Wednesday, November 19, 2008

Part VI

During one of my last visits to the radiologist he told me he was very concerned about something. He said I still had a lump in my neck that didn't seem to have responded to the radiation. Panic set in. He also talked to me about how distressing it was for him to see me with my son and how he hoped I would survive. There was genuine concern which would really shake me.

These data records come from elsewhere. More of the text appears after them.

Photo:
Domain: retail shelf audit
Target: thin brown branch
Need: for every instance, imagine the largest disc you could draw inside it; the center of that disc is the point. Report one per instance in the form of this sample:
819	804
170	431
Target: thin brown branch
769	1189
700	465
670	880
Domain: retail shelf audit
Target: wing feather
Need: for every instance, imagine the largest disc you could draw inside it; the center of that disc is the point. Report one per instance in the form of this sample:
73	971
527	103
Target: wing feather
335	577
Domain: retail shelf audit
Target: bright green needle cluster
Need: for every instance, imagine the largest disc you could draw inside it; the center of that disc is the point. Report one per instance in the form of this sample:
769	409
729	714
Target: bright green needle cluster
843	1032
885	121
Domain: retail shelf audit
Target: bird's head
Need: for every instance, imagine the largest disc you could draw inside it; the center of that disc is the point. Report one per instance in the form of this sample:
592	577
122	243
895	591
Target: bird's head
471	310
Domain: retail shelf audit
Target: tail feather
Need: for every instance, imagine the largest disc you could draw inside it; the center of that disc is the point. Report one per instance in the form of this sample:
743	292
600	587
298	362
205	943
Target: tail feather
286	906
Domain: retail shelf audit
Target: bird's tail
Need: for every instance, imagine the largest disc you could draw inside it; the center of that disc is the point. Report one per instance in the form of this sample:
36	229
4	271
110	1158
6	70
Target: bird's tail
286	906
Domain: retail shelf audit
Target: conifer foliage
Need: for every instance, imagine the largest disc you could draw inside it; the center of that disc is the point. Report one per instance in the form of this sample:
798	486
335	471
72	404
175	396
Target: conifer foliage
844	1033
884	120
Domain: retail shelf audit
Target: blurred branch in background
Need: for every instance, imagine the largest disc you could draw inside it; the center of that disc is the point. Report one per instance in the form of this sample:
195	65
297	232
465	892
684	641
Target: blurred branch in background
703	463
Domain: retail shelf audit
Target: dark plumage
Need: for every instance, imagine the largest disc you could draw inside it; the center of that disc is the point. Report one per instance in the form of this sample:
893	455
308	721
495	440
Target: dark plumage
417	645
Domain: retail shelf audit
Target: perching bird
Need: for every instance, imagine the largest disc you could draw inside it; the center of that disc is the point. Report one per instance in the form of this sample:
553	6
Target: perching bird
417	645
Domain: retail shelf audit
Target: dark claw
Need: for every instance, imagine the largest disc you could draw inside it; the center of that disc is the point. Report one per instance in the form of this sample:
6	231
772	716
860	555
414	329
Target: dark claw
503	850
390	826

A few nights later I had a bought of insomnia. I went to the family room and turned on the television and watched a show on at that time called The PTL Show. This stood for the Praise the Lord show. I thought the hosts seemed a bit flashy but they had a guest on named Vickie Jameson. She began to pray for people and she said that the Lord was telling her that someone had lymphoma and they were concerned because the doctor had told them that this lump should not be there. I do not remember her exact words but there was no doubt that she was describing my situation to a tee. She said that person should put their hand on the lump as she prayed for them. What I am about to say next may seem impossible but it happened. I could feel the lump shrink. I felt a warm sensation and suddenly I felt peace about the entire situation. I began to rejoice because I knew that God's will was for me to come through this. The following morning I went to church. I felt the Lord prompt me to testify about what he had done for me. I was not one who enjoyed attention and I tried to convince myself that it was not the Lord but my ego. The Lord does not let us fail Him. I suddenly prayed silently "Lord if I am to testify let the minister sing this chorus...." and guess what the minister then began to sing the exact chorus. Oh boy did I feel in the hot seat. I still was not about to stand up and draw attention to myself. At that point imagine my surprise when the minister said "The Holy Spirit is telling me that someone here has a testimony to share with us. Something wonderful has happened to someone and it will glorify God." I sat still in my seat. Finally he spoke to ME and said "I hope this won't upset you but the Lord is telling me you have something to share with us today." I kid you not, because of what transpired during that twenty-four hours, there is NOTHING that could ever convince me God is not real. The lump began to shrink even more and soon it was gone which was later confirmed to me by the doctor.
About this time I began to pray one day and I asked the Lord to give me a scripture to confirm my healing. I opened my Bible and it fell open to the verse on the header. My eyes immediately went to the scripture "Weeping may endure for the night but joy cometh in the morning." I began to anticipate the morning joy. Since that time there has never been a moment where I have not felt the Lord's presence with me. Life has given me other ordeals to deal with. I have other issues caused by the radiation I received thirty years ago. I have learned a lot. Mostly to trust in the Lord. He hears our prayers. He does not always answer the way we want but He will always be there for us. I am now at the point where if I knew I were to die I would be sorrowful to leave people behind but I would not be fearful. When we leave the world we leave it alone except that I believe we go immediately to the presence of the Lord if we are His.